Joyce grew up in the South Bronx wanting to be an actress. For her high school newspaper she interviewed Bobby Darin, who turned out to be the first of many celebrities she befriended in her long career. Among them was Elvis Presley. She met him on a trip to the Academy Awards in California, and they grew quite close. Elvis always called her “Ma’am” and, according to her husband, gave her birthday gifts of jewelry she always treasured.

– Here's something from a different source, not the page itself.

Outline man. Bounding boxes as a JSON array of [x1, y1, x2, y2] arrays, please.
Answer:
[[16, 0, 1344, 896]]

Joyce and good friend Elvis
In New York, Joyce worked in the early days of fan magazines with such notables as Paul Denis, who founded DaytimeTV, the first soap magazine, and Milburn Smith, who edited Afternoon TV. Just to see what it was like to act on a soap, she landed a three-day role on “The Doctors” as the nurse of the formidable Dr. Nick Bellini (Gerald Gordon), the husband of Dr. Althea Davis (Elizabeth Hubbard).
Soap journalist Pat Palmer, who worked with her on All Day TV, noted how much Joyce loved the people she worked with and covered. “She always had us all over to her house for wonderful dinners and evenings,” Palmer recounted. It was a time when the soap world — especially the soaps produced in New York — was a remarkably close and friendly community. Later Joyce also did special issues for the new Soap Opera Digest.
She met her loving husband Allan, a public relations executive, in 1974. They were married a year later. Says Allan: “We both invented the Soap Opera Festivals together. But the mall personal appearances and everything we did was really a Joyce Becker production.” Joyce was always the MC.Each show featured four or more soap stars with big names, like Jacqueline Courtney (Alice Matthews, “Another World”) and Ruth Warrick (Phoebe Tyler, “All My Children.”)
The sold-out shows became so popular nationwide that in 1991 one very much like Joyce and Allan’s was portrayed in the movie “Soap Dish,” which was all about a top soap star named Celeste Talbert (Sally Field) rumored to be based on Susan Lucci’s Erica on “All My Children.” Joyce had many such famous guests at her joyous mall meet-and-greets.Allan fondly remembers the squeals at one of their most popular productions, introducing Stephen Nichols his early days playing Patch Johnson on “Days of Our Lives.”
Allan and Joyce have two children, Elizabeth and David, and two grandchildren. Allan lovingly remembers that Joyce’s strong, amiable personality could even be felt at her funeral service.“At the very end,” he says, “we played Frank Sinatra’s song ‘My Way.’ That was all Joyce.”